With her eye on her son (and her medications and valuables safely locked away), Holly spends the next day trying to focus on the holiday at hand while nervously watching for signs that he’ll disappoint her. He’s manipulated her in the past and she’s ready to call him on any indication that he’s not being fully straight with her. They go Christmas shopping, they attend an AA meeting where Holly gets a first-hand account of what recovery looks like not only for her son but for the men and women continuing to struggle with addiction in their later years. Later, they’ll go on another more complex journey both physical and emotional that takes them through painful memories.
Written and directed by Peter Hedges (The Odd Life of Timothy Green), Ben is Back has a fairly solid and tension filled first half that eventually gives way to a second act I didn’t enjoy quite as much. It’s at that midpoint the movie switches things up from a stress-inducing drama focused on the devastating effects addiction has on families to a more traditional storytelling arc that feels like something we’ve all seen before. It’s as if the scripts for two separate and half-finished movies dealing with the same subject were cobbled together. That being said, I wasn’t ever sure how things would turn out for Holly and Ben and for that I was grateful.
What makes the movie so very watchable are the two lead performances, namely Roberts in one of the best roles of her career. A true Hollywood A-List star, Roberts has coasted a bit in the years following her Oscar win for Erin Brockovich, taking on projects for fun (Mirror Mirror), in support of prestige leads (August: Osage County), or what had to have been as a favor (Mother’s Day). She’s back in full force in Ben is Back, going total mama bear as she fights to protect her son from himself and fend off all others that may stand in her way. Through it all, Roberts layers her character with idiosyncrasies and flaws that show she’s not perfect either but reinforce she’s human like the rest of us.
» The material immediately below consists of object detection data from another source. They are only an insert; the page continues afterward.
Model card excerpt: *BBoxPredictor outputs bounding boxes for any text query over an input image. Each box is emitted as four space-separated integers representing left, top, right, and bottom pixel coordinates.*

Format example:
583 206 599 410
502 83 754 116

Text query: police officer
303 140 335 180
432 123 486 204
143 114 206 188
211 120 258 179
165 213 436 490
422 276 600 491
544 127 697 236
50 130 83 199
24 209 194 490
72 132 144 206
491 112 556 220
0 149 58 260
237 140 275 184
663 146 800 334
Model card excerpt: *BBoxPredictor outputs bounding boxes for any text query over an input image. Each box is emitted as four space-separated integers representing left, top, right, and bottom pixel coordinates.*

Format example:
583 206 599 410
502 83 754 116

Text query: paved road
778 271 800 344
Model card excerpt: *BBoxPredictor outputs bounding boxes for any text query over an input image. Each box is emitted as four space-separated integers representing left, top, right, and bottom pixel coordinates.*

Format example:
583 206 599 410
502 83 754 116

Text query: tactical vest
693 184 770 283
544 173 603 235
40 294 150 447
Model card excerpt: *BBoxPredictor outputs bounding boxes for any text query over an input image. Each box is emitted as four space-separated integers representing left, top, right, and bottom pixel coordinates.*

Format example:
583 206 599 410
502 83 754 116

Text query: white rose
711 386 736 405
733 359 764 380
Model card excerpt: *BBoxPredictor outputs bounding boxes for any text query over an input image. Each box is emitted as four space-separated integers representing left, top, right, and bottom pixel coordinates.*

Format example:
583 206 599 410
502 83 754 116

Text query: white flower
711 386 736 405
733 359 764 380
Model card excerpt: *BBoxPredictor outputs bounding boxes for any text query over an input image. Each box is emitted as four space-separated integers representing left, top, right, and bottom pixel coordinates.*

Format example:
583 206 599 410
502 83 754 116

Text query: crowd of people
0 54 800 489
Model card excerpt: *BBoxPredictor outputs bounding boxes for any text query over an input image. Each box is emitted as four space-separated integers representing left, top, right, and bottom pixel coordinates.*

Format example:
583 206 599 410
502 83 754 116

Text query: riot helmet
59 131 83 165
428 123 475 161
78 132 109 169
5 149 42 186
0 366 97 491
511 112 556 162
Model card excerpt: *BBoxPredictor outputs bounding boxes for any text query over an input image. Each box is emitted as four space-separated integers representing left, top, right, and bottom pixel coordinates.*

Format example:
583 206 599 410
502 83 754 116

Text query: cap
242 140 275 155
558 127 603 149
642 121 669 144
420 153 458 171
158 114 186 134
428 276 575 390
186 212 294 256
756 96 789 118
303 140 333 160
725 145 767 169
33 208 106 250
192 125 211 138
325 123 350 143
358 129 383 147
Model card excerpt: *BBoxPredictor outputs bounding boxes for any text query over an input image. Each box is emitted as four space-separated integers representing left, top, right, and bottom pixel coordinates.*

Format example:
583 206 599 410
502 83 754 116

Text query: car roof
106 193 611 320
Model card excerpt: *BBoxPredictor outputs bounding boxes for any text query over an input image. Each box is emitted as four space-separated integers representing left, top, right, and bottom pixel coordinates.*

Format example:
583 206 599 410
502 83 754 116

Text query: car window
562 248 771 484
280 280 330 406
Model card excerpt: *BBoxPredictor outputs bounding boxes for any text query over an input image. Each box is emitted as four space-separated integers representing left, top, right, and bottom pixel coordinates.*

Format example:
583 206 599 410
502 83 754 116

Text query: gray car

For someone so recognizable with that mega-watt smile, she’s remarkably adept at blending in with ordinary folk.
She’s matched well by Lucas Hedges (yep, the son of the director) as a man reckoning with his past misdeeds over an already stressful holiday. Back in the town filled with memories that might derail his progress, the real reason he’s back isn’t revealed until late in the movie and makes what has transpired that much more heartbreaking. Lucas does right by Ben and the audience in never letting us in on how much he’s telling us is true and how much is a put-on façade for the benefit of others. While Lucas has less meat on the bone to chew on in the second half, he proves to be a good scene partner for Roberts and brings out colors in her that have long been dormant.
Acting as another somber reminder on the struggle with drug addiction in America (though not a preachy PSA), Ben is Back is most notable for the performances of Roberts and Hedges but also has a nice way of creating an atmosphere of tension that keeps you on edge for most of its 103 minutes. You never quite know which way the movie is going to veer and even though the latter half of the film isn’t a strong as the first it eventually finds its way back to the heart of the family with a whopper of an ending. Though it might be as manipulative as our titular character, the final shot of the movie really hit me hard.